Ah mate yeah garage man that's the fucking good shit innit mate fucking right yeah all the old school business is what I'm about love all the old gear too mate you know how it goes Moschino and all that yeah yeah my mum pays my rent for me too yeah the new Supreme Matalan collab is fucking banging mate innit fucking too right mate.

5. The Miscellaneous Old White European Bloke You've Never Heard of but is Inexplicably in the DJ Mag Top 100

You are wearing quite a big chunky watch, a bead necklace, black jeans, Timberland boots, a green army cap, and I've never heard of you. Not once. Apparently you're really popular? Apparently you've released stuff on Adam Beyer's label? Apparently you're headlining a festival in Bucharest? Apparently you are one of the greatest DJs in the entire known world.

6. The Psytrance DJ Who in Three Months Will Have Shaved His Dreads off and Moved to Ipswich for a Managerial Role in Co-Op's Head Office

You're the guy or girl who puts as much time into practicing poi as you do mixing.
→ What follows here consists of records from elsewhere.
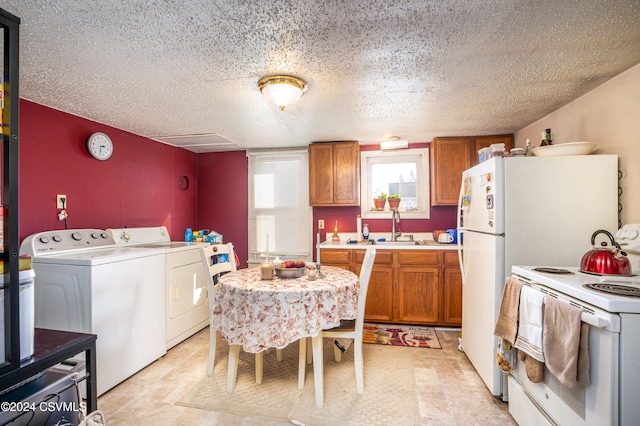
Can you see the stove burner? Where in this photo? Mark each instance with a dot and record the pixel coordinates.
(553, 271)
(615, 289)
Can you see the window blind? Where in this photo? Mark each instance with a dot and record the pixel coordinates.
(279, 208)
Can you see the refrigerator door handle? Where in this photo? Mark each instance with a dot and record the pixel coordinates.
(459, 231)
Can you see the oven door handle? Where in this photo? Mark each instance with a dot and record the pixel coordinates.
(609, 321)
(594, 320)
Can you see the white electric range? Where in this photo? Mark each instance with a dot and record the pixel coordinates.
(187, 305)
(611, 307)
Your t shirt says "NAMASTE" but your eyes say "I am supported by a reliable financial cushion." I don't want to talk about what your teeth are saying.

7. The Bloghouse Revivalist

This guy or girl used to have a lot of sex in 2008. They're ready to have a lot of sex again in 2016. They will not have sex once in 2016.
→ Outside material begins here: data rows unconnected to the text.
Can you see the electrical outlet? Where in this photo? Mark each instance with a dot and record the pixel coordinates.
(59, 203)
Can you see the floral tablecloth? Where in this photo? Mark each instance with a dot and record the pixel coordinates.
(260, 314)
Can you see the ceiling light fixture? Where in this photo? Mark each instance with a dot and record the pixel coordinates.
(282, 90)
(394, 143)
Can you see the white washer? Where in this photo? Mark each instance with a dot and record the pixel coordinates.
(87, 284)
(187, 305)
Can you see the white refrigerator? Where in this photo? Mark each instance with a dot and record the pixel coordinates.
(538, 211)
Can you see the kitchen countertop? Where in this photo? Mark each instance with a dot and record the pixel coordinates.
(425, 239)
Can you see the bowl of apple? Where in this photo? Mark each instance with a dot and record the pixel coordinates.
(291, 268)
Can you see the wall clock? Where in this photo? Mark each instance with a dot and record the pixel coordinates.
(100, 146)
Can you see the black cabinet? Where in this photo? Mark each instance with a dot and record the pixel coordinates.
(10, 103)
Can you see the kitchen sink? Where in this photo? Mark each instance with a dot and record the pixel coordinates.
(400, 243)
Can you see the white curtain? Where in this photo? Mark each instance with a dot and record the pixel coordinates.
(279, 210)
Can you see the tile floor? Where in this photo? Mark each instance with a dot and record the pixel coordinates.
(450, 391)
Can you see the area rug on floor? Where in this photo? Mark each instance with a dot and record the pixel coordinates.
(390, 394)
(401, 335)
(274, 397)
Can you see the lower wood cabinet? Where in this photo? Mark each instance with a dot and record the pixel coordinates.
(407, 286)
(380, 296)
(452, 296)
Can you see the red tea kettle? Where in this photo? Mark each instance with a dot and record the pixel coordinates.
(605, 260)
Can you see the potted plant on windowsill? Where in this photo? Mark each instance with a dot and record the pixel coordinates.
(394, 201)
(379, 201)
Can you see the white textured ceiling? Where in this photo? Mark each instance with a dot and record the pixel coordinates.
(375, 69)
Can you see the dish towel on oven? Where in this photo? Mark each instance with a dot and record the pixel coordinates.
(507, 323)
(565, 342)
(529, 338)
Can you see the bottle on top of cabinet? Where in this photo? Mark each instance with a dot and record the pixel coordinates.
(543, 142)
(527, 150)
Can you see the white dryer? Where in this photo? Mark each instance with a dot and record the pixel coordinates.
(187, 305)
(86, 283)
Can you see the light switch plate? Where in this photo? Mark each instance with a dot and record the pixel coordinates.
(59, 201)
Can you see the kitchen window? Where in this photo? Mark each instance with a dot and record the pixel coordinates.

8. The Grime Hipster With a Weekly Mix Series

Breaking away from the endless glut of Topshop, H&M and Urban Outfitters instore sets playing deep house to fourteen year-old sale shoppers, her sanctuary is Soundcloud. She comes straight from the catwalk, mixing high-end, expensive streetwear with high-end couture that's impossible to put on. Her music policy runs from Skepta, Stormzy, JME et al, to vogue edits of Skepta, Stormzy, JME et al, stopping her essential mixes only to scream "IT'S LIT" or Instagram a picture from that business trip in Paris that she went on (with family about 3 months ago).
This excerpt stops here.